What a wonderful article. It helpsd me think more clearly about boundaries, and I appreciate it.

Mirella

Thanks, Shane. I’m so glad the piece resonated with you.

Rebecca Faith

Thank you Mirella. Your wonderful piece can apply to more than just writing. I can apply it to my editing work as well.

Mirella

Thanks for your comment, Rebecca. Indeed, boundaries apply to so many areas of our lives, including our work (writing or not)!

Thea Fiore Bloom

Hi Mirella,
Thought-provoking, thanks for writing this. I especially like the four questions you ask us to pose to ourselves. I am putting together a post this week on my blog on how visual artists can set better boundaries for ourselves online and I will link to you.

Mirella

That is so kind, thank you Thea! I do hope the questions are helpful.

Stephen Kamugasa

Truth be told, I am still figuring out my boundaries with writing because—and this is crucial—I am still figuring out the writer I want to be. The wonderful thing is that the clearer I become on who I am, the better I become at understanding my boundaries—and honoring them.” I love this.

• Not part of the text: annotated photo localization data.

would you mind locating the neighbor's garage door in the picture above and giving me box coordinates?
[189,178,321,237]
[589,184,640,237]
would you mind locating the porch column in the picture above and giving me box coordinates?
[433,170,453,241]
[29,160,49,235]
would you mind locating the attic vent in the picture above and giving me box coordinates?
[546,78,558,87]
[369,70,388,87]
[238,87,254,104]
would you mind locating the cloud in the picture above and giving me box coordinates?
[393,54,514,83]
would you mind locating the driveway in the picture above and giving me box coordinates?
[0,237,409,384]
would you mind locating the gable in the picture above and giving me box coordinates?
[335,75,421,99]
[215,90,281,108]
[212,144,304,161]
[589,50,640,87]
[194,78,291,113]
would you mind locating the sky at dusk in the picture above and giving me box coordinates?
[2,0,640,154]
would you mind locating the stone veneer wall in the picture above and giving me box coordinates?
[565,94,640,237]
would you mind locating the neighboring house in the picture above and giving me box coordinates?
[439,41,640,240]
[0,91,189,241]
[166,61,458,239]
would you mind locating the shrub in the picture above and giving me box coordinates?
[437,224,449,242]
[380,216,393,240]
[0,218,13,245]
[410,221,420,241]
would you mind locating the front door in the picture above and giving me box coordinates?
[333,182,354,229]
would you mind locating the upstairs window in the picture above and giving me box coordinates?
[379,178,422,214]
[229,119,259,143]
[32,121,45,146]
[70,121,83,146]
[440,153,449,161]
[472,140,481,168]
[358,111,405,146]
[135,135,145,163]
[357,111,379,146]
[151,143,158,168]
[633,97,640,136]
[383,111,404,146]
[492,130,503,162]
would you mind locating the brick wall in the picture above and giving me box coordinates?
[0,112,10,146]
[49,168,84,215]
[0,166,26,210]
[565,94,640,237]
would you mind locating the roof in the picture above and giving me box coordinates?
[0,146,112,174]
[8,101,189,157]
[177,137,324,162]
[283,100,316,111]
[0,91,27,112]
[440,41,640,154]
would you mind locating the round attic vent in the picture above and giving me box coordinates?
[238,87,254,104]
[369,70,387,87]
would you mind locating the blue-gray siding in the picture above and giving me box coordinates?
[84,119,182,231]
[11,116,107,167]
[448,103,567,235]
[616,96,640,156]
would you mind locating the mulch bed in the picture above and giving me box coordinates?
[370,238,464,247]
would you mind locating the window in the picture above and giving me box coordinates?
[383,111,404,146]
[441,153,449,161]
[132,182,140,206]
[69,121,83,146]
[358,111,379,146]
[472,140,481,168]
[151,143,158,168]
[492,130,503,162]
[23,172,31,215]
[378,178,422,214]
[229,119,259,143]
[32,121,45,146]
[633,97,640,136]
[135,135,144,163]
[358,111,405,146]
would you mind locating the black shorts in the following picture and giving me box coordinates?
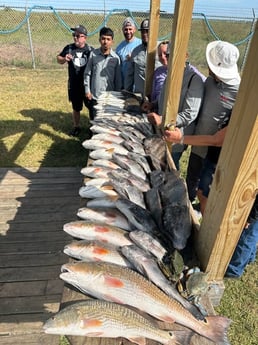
[68,84,90,112]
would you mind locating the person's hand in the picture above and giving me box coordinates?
[141,101,153,113]
[164,127,182,143]
[65,53,73,62]
[147,112,162,126]
[85,92,92,100]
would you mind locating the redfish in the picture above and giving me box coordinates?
[60,261,231,345]
[43,299,192,344]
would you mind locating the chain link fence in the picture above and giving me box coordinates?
[0,5,256,71]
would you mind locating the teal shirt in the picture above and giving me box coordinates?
[116,37,141,87]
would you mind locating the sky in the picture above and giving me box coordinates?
[1,0,258,18]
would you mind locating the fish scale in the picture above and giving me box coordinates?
[60,262,231,345]
[43,299,188,344]
[64,240,131,267]
[63,221,132,247]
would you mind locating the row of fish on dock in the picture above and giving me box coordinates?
[43,91,231,345]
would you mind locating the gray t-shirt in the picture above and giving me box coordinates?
[191,76,240,158]
[158,64,205,153]
[124,43,147,94]
[124,43,160,95]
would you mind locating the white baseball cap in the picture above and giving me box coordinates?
[206,40,241,85]
[122,17,135,28]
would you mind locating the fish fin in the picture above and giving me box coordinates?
[104,294,124,304]
[168,329,194,345]
[107,148,115,153]
[202,315,232,344]
[80,318,103,329]
[104,275,124,288]
[127,337,146,345]
[159,314,175,323]
[180,299,206,321]
[85,332,103,336]
[102,185,115,190]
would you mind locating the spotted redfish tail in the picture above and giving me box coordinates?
[204,315,232,344]
[168,329,193,345]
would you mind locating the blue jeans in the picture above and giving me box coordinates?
[172,151,183,170]
[198,158,217,198]
[226,220,258,277]
[186,153,204,202]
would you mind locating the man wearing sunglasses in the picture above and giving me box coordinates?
[57,25,93,136]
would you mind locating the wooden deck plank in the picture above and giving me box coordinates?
[0,265,65,282]
[0,294,62,315]
[0,182,82,192]
[0,196,79,206]
[0,212,78,223]
[0,204,79,216]
[0,166,84,179]
[0,280,64,297]
[0,221,68,234]
[0,333,60,345]
[0,167,83,344]
[0,177,83,185]
[0,231,71,243]
[0,252,68,267]
[0,240,71,254]
[0,189,81,198]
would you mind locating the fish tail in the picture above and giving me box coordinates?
[167,329,193,345]
[203,315,232,344]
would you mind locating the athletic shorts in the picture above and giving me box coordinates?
[198,158,217,198]
[68,85,88,112]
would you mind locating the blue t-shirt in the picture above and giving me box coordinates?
[116,37,141,86]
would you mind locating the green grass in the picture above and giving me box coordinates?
[216,263,258,345]
[0,68,89,167]
[1,67,257,345]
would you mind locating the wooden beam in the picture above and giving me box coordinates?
[144,0,160,99]
[195,22,258,281]
[161,0,194,127]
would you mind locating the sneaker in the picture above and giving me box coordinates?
[69,127,81,137]
[224,272,241,279]
[192,201,201,212]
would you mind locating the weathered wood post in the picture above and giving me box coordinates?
[161,0,194,128]
[195,22,258,302]
[160,0,195,170]
[144,0,161,99]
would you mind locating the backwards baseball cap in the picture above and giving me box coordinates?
[139,19,149,31]
[166,42,171,55]
[206,40,240,85]
[122,17,135,28]
[70,25,87,36]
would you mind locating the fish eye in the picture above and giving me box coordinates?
[61,267,69,273]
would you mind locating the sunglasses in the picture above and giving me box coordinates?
[72,33,86,38]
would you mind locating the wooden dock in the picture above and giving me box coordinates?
[0,167,83,345]
[0,166,216,345]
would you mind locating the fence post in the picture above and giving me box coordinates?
[26,6,36,69]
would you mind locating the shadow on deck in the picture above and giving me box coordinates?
[0,167,83,345]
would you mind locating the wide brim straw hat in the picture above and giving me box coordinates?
[206,40,241,85]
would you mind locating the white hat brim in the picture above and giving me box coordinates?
[206,41,240,83]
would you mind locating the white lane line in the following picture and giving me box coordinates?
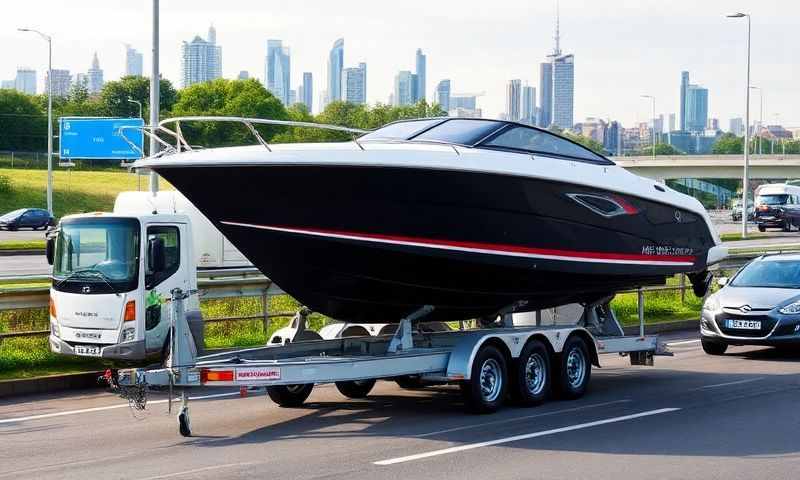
[0,391,242,425]
[694,377,764,390]
[667,339,700,346]
[374,408,680,466]
[416,399,631,437]
[136,463,259,480]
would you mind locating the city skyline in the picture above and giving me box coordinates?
[1,0,798,126]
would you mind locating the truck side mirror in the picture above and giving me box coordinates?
[45,237,55,265]
[147,237,166,273]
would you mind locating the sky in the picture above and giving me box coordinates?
[1,0,797,128]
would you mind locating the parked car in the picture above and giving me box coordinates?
[701,254,800,355]
[730,200,754,222]
[0,208,55,231]
[753,183,800,232]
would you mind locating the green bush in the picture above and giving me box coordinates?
[0,174,11,194]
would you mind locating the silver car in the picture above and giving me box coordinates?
[701,254,800,355]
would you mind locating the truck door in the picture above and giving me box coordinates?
[144,225,184,355]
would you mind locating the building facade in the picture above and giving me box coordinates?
[15,68,36,95]
[394,71,416,106]
[521,85,536,125]
[266,40,291,105]
[46,69,72,98]
[551,54,574,129]
[87,53,104,94]
[679,71,689,131]
[180,26,222,88]
[237,71,249,80]
[685,84,708,133]
[434,79,451,112]
[450,95,477,110]
[415,48,426,102]
[604,120,621,156]
[125,45,143,77]
[729,117,744,136]
[302,72,313,111]
[537,62,552,127]
[505,79,522,122]
[328,38,344,102]
[342,63,367,105]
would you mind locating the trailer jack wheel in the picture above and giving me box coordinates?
[178,406,192,437]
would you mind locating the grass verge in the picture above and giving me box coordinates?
[0,239,46,250]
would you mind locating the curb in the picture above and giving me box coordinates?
[0,249,44,257]
[0,371,104,398]
[622,320,698,336]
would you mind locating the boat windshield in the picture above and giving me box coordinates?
[482,126,609,163]
[53,218,140,293]
[412,119,504,145]
[358,119,443,141]
[730,260,800,288]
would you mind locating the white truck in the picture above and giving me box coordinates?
[46,191,252,363]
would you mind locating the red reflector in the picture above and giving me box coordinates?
[758,205,769,211]
[200,369,234,383]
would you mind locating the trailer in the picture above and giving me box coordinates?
[116,288,669,438]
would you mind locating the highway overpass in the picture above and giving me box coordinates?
[615,154,800,181]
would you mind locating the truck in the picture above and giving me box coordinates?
[46,190,253,364]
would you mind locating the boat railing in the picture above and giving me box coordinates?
[118,116,370,158]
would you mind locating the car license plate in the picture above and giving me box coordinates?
[726,319,761,330]
[74,344,102,357]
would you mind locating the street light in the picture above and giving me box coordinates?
[749,85,763,154]
[18,27,53,215]
[127,97,143,119]
[641,95,656,161]
[727,11,751,238]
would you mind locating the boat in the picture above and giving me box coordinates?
[131,116,726,323]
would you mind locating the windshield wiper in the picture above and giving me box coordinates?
[55,268,121,295]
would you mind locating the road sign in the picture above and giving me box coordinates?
[59,117,144,160]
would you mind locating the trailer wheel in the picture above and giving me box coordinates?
[462,345,508,414]
[177,406,191,437]
[335,379,376,399]
[395,375,424,389]
[554,336,591,400]
[512,339,551,406]
[267,384,314,407]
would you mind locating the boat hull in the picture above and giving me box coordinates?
[154,164,716,322]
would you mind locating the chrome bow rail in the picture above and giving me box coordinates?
[118,116,370,158]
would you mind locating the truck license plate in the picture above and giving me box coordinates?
[726,319,761,330]
[74,344,101,356]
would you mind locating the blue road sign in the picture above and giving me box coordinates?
[59,117,144,160]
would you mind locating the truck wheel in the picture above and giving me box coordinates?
[395,375,424,389]
[512,339,551,406]
[758,225,766,232]
[701,339,728,355]
[335,379,376,398]
[554,336,591,400]
[267,384,314,407]
[462,345,508,414]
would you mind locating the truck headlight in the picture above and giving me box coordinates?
[51,321,60,338]
[703,295,721,312]
[779,301,800,315]
[121,327,136,342]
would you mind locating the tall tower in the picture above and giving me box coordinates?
[415,48,426,102]
[328,38,344,102]
[208,24,217,45]
[87,52,104,94]
[548,0,574,129]
[679,71,689,131]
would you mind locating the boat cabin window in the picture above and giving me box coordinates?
[358,119,442,141]
[412,119,504,145]
[482,126,609,163]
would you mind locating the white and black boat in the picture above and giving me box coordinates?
[132,117,726,322]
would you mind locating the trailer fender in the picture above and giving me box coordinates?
[566,330,600,368]
[445,333,516,381]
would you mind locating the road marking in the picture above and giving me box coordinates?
[415,399,631,437]
[694,377,764,390]
[136,463,260,480]
[375,407,680,465]
[666,339,700,346]
[0,391,243,425]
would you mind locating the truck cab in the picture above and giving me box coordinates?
[754,184,800,232]
[47,211,203,364]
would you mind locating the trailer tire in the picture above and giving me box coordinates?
[462,344,508,414]
[267,384,314,407]
[511,339,551,406]
[335,379,376,398]
[395,375,424,389]
[553,336,591,400]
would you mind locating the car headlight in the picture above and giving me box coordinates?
[703,295,721,312]
[779,301,800,315]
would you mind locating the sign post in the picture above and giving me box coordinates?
[58,117,145,162]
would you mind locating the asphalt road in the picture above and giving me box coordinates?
[0,254,49,277]
[0,229,46,242]
[1,332,798,480]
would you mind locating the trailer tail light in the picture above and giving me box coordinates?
[49,296,56,318]
[201,369,234,383]
[124,300,136,322]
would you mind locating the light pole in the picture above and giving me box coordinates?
[149,0,160,194]
[641,95,656,160]
[728,12,751,238]
[127,97,143,119]
[749,85,763,154]
[18,27,53,214]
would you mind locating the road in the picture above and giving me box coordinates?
[0,229,46,242]
[1,332,798,480]
[0,254,49,276]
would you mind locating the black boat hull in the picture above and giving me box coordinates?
[154,164,716,322]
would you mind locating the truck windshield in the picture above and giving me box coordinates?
[53,218,140,293]
[757,194,788,205]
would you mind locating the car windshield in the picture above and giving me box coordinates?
[413,119,503,145]
[53,218,140,287]
[730,259,800,288]
[0,209,26,220]
[757,194,788,205]
[358,119,443,141]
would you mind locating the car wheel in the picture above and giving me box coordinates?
[758,225,766,232]
[701,339,728,355]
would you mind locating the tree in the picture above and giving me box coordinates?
[170,78,288,147]
[562,131,605,155]
[0,90,47,151]
[712,133,743,154]
[637,143,685,156]
[98,76,177,118]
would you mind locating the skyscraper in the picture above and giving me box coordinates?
[604,121,622,156]
[685,84,708,133]
[14,68,36,95]
[537,62,552,127]
[180,26,222,88]
[415,48,426,102]
[434,79,451,112]
[505,79,522,122]
[668,113,676,132]
[328,38,344,102]
[679,71,689,131]
[551,54,574,129]
[394,71,415,106]
[265,40,291,105]
[46,69,72,98]
[237,71,249,80]
[521,85,536,125]
[125,45,143,77]
[342,63,367,105]
[288,90,297,106]
[729,117,744,136]
[302,72,313,112]
[87,53,104,94]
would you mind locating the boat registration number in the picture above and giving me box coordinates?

It took me nearly four decades to work out my own boundaries as a former refugee. And having discovered my boundaries, I feel more liberated to be just me. I don’t have to apologise to anyone about who I am. I am better for it as a result.
 
Thank you very much for writing such a wonderful piece. It resonated with me. 
 

Mirella

Stephen, thank you so much sharing. I do think there is a reciprocal relationship between boundary setting and self-acceptance. As you highlighted in your comment, boundaries enable us to be ourselves, but we cannot hold boundaries well unless we first know (and accept) who we are. As a former refugee, I can imagine that there might be an additional layer of acceptance for you that has to do with navigating cultural difference. That has been my experience as a transracially-adopted person who came to the United States when I was a child, anyway. In any case, I’m glad to know the piece resonated with you!

Trisha

Like Shain, this article shone a light into a shadowy part of writing ie. consuming more than I am creating. Until I read your words I never realised that it was a boundary issue. I thought it was my natural curiosity. Answering your suggested questions to assess my boundaries enabled me to acknowledge the real issue and to consider my options. An eye-opener. Thank you, Mirella.

Mirella

I so appreciate this comment, Trisha. I think you raise an important point, which is that it can be both. What I would encourage you to think about is, does consuming more than you create help or sustain your writing practice? For some people, it may. For others, not. This is just one example of a boundary you might want to implement if you find that consuming more than you create is not sustaining you.